November 6, 2008 in Opinion

Our View: Barack Obama’s victory was based on merit

 

As President-elect Barack Obama calmly took to the lectern on the raised stage at Chicago’s Grant Park, he looked like a man who had done this sort of thing before.

Was he an incumbent president getting to greet the masses after sailing to victory? A camera sweeping the audience told another story. A delirious, diverse throng was rejoicing in one of the most momentous occasions in this nation’s history.

Forty years after the assassination of Martin Luther King Jr. and 43 years after the Voting Rights Act was adopted, hundreds of thousands of people gathered in the same park that bore witness to Mayor Richard Daley’s security thugs pummeling war protesters outside the 1968 Democratic Convention.

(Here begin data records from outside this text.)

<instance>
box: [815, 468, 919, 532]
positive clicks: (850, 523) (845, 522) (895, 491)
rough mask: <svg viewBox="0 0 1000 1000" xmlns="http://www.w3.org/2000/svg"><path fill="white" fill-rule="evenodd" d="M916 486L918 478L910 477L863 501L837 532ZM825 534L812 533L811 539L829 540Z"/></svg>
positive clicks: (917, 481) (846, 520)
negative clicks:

But this time there was no tear gas or baton strikes or bloodied faces. This time a united crowd had gathered to see another obscure, inexperienced Illinois politician make history. The first one, Abraham Lincoln, sought to bind up the nation’s wounds, in part, by emancipating the slaves. The man on stage was the first African-American to be elected president. And because he never made race an issue, it was sometimes easy to forget that Obama was finishing an unprecedented journey.

He is black. He will be the next president. That says a lot about a country that has been tormented by the issue of race since its founding.

Americans have long had to concede their country’s moral failing when lectured by foreign leaders about the treatment of minorities and the legacy of slavery. Now we can proudly claim that we’ve elected a black citizen to the highest office in the land. That’s something that doesn’t happen in France, Great Britain and the rest of Europe.

Sen. John McCain deserves credit for not pandering to the racist instincts of some voters and for magnanimously paying tribute to a historic event made possible by his defeat. We’ve come a long way since poll taxes, violent voter suppression and the Southern Strategy.

Though we disagree with Obama on some issues and question his experience level, it is clear that his victory was based on merit. He never played the victim, probably because he was far too busy assembling one of the best-organized and hardest-working campaigns in election history. As McCain said, the two candidates had an extended argument about the best way to lead the country.

So while we tout a black man as the leader of the free world, an even prouder achievement is that skin color was never the point.